Our discussion in the barbershop, after I shared my story, detoured to whether life in Europe was comfortable instead of direct comments on the politics of Donald Trump. The detour started from the barber’s story and ended up with more stories. The participants of such a conversation did not offer arguments. Instead, they contextualized their arguments through stories. Contextualizing is about creating the right distance between the teller and the audience, and this “I have a friend” discourse is very efficient in bringing the emotion and empathy of audiences into the public sphere. Indeed, it does not matter whether I had a friend in Budapest, whether this poor friend was discriminated against by the local extremists, or whether I was exaggerating his misery. An argument in this public sphere is not credited by how authentic or logical the story sounds, but by how well the audiences could resonate with the discourse.
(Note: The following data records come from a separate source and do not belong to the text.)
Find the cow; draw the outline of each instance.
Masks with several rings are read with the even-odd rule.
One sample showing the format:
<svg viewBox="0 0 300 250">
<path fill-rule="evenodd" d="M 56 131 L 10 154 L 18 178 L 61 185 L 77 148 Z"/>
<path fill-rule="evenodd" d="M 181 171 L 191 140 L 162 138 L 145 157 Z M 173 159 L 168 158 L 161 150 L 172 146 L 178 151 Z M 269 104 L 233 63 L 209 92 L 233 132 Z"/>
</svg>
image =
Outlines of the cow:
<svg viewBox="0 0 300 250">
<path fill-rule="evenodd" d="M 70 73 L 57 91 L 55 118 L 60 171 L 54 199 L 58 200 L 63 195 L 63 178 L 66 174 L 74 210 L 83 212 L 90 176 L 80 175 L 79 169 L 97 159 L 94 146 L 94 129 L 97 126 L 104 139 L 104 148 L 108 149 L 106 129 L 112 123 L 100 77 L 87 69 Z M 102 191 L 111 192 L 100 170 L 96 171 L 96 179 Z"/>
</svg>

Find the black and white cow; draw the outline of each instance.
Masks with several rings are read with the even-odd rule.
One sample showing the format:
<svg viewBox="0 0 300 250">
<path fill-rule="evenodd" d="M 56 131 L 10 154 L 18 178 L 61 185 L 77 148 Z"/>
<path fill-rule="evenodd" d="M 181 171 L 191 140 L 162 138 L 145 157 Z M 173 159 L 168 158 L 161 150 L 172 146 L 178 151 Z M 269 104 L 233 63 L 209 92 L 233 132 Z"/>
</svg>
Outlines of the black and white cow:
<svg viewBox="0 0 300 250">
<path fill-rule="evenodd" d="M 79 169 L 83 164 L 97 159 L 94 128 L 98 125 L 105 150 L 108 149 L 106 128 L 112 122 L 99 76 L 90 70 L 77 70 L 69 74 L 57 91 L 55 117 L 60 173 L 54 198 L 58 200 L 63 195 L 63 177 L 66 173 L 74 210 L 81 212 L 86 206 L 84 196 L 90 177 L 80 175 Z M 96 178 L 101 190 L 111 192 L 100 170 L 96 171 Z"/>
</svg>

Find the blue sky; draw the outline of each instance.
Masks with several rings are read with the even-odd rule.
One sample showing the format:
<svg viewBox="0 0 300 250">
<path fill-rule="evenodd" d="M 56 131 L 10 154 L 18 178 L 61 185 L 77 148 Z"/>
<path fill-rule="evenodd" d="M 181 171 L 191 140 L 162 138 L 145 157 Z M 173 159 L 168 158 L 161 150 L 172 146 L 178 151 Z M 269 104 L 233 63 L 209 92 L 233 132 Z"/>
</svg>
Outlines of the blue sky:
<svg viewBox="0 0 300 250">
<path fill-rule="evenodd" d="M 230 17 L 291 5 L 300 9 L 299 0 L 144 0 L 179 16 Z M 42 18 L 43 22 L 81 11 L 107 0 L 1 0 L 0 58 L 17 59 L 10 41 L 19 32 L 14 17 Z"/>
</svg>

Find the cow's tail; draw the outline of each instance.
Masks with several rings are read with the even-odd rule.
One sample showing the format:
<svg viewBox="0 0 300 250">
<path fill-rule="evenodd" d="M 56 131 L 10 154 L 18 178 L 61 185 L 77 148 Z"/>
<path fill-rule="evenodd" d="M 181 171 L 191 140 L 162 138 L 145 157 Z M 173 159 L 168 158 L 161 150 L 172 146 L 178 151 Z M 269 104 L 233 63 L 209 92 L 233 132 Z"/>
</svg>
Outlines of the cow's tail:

Participating in such panels outside of university is beneficial for a sociologist under training. The sociological classroom could take place in a barbershop, at the counter of a Chinese supermarket, or in front of a snack bar. Random occurrence, loosely choreographed conversations. They offered me what books and academic papers could not: fresh stories without the burden of jargon and theories. These stories might not be true, and they might be forgotten quickly if they did not contribute to my academic work, but they have given me a sense of being in society and a chance to reflect on what I’ve learned in the classroom.

Notes:

[1]. The 7-day incidence, or 7-Tage Inzidenz in German, is used to monitor the severeness of the COVID-19 infection rate in Europe. It measures the number of COVID cases per 100,000 residents in a given area.

[2]. Naschmarkt is the largest market in Vienna’s city center, around which you will find Chinese supermarkets, restaurants, barbershops, and other groceries.

[3]. See “TVBS 文茜的世界周报” on YouTube.

Leiyi Lin is an NYU Shanghai Alumnus and incoming Ph.D. of Sociology and Social Anthropology at Central European University, Vienna.